NORTH SALT LAKE — Seven years ago, Utah regulators sniffed something awry with the volume of pollutants coming out of the stacks of a North Salt Lake medical waste incinerator.
Four years and a $2.3 million fine later, Stericycle agreed to move its burn operations to a remote location in Tooele County and away from its suburban neighbors at the Foxboro subdivision.
Stericycle continues to incinerate medical waste in North Salt Lake, and while it has obtained its state permits for the planned move, no paperwork is in the hands of Tooele County officials.
"We are continuing the process," said company spokeswoman Jennifer Koenig. "It's been moving at its own pace, but we continue to work on it."
The Utah Division of Air Quality agreed to waive half of the company's $2.3 million fine — the highest the division assessed in its regulatory history — in a complicated agreement that included the move to Tooele County away from neighborhoods.
Stericycle incinerates medical waste that includes pathological streams, trace chemotherapy and nonhazardous pharmaceutical waste from clients such as hospitals and nursing homes.
Regulators first suspected irregularities in late 2011 and throughout 2012 during a series of three stack tests to determine the level and nature of pollutants released from the plant. Tests are supposed to be conducted at the maximum production or combustion rate and reflect normal, operational variances.
According to the division, the company first attempted to blame a flawed laboratory analysis for tests that were in violation of emission limits. After the division obtained additional information, it found that a Dec. 27-28, 2011, stack test exceeded levels for hazardous pollutants, as well as nitrogen oxides, or highly reactive gases.
Regulators also said they believed the company's logs were manipulated to show compliance with operating conditions.
Stericycle, which operates the West's lone medical waste incinerator, was already a target for neighbors who dislike living so close to the facility.
The violation generated more outcry, prompting public protests at the state Capitol, delivery of letters to Gov. Gary Herbert demanding the plant's shutdown and a march through North Salt Lake from critics joined by activist Erin Brockovich.
North Salt Lake City Manager Ken Leetham said he's in touch with Stericycle officials a couple times a year for updates on their move to Tooele County, and noted residents have been quiet about the plant's continued existence in their midst.
"To me it seems they are proceeding in a reasonable fashion. It is a slow process with very complex technology," he said.
Leetham said while the incineration component of Stericycle will ultimately move to Tooele County, the company has expressed interest in continuing its sorting operations in the North Salt Lake area.
He said about 20 percent to 30 percent of the waste the company receives in North Salt Lake is incinerated on site, while the rest is sorted and then distributed to other facilities across the country.

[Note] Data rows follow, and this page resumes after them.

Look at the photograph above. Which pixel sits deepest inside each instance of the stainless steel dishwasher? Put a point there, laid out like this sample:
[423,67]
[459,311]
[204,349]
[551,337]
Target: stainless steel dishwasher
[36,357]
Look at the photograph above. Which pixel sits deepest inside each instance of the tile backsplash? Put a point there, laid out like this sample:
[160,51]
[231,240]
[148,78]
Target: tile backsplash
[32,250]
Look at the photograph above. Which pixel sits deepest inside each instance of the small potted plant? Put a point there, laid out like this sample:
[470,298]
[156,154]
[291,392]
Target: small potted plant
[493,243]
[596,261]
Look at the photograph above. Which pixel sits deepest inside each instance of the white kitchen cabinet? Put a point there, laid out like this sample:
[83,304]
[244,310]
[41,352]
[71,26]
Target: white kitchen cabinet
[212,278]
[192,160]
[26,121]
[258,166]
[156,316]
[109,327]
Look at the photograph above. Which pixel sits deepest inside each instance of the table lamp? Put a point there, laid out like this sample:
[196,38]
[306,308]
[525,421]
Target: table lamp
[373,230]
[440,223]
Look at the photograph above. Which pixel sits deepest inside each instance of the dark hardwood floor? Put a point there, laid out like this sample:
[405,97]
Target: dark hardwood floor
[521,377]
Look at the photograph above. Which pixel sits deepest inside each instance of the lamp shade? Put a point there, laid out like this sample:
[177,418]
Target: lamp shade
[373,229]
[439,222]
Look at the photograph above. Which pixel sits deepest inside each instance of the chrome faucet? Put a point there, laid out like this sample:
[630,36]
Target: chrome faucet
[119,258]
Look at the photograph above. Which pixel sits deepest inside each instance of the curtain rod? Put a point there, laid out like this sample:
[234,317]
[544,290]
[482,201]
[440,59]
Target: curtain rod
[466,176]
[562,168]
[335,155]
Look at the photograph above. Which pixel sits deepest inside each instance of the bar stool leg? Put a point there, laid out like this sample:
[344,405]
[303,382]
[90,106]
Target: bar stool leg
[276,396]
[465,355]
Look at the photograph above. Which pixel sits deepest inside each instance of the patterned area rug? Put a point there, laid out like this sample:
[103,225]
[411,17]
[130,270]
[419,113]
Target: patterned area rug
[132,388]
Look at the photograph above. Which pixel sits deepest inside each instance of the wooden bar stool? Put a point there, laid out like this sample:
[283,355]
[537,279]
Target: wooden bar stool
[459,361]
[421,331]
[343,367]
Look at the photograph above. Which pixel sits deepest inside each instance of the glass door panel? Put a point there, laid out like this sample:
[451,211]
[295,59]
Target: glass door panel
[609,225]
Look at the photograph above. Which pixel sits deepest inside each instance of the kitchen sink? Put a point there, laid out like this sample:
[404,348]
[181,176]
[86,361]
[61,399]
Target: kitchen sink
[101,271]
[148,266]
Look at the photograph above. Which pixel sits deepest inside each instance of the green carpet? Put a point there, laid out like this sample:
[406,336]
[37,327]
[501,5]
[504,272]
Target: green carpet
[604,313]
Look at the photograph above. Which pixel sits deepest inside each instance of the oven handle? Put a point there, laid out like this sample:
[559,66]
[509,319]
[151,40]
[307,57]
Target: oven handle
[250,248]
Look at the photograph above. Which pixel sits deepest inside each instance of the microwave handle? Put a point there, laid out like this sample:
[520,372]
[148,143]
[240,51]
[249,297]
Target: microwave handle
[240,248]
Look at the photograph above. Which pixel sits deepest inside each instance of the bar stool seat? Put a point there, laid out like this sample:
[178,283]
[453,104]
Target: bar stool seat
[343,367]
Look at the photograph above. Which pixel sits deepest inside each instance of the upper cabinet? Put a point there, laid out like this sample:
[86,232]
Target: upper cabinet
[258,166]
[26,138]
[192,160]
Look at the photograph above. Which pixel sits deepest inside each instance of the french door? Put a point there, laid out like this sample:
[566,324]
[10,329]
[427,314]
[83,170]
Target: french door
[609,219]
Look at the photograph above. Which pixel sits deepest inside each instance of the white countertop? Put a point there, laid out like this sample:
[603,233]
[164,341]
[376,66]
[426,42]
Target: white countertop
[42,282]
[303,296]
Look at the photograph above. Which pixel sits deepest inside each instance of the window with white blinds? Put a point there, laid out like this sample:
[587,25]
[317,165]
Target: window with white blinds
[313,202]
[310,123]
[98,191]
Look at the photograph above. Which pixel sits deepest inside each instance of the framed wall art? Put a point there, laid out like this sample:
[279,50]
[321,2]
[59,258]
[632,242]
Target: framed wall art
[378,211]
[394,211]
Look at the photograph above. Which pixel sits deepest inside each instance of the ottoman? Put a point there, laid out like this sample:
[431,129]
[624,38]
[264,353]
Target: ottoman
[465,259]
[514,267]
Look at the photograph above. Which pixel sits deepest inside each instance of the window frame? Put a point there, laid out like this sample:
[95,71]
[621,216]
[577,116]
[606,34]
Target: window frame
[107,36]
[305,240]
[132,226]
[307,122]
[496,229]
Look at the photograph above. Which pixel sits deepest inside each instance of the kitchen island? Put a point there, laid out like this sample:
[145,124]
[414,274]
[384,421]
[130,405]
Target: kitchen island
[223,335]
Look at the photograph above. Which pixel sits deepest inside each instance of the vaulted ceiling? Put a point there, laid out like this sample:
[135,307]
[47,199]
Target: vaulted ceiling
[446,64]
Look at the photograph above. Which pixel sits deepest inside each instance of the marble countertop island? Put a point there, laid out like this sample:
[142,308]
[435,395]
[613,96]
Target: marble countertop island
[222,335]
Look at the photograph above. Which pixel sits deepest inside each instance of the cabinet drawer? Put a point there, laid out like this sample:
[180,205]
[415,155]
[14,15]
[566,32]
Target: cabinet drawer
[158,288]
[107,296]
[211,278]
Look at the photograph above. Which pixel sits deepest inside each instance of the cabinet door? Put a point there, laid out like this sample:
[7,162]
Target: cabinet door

Koenig said the company is in the design phase for the new facility that will be located on a 40-acre parcel of land owned by the Utah School and Institutional Trust Lands Administration roughly 10 miles from the nearest home and 25 miles from Grantsville.
"There have not been many medical waste incinerators built in the last 10 to 20 years," she said. "It (the design) is very, very specialized and specific to that site."
Koenig said water supply is also factoring into the timing of the planned move.
The company has the option to drill an on-site well and pump groundwater, which would have to be treated because of its high salt content or tap into water several miles away, which Koenig said would require construction of a pipeline.
She added they may also obtain clean water from a third source and have it transported via truck and stored at the facility in a water tank.4 comments on this story
Stericycle successfully applied for water rights from the state and gained approval for a water distribution system for its own water distribution system for potable use.
Once the company has obtained all necessary permits and approval from the governor for the move, a three-year timeline deadline begins ticking for the move to become complete.
Bryce Bird, director of the Utah Division of Air Quality, said the company has not had any emission problems since it made improvements in operations, including adding an emergency generator that is large enough to power the facility.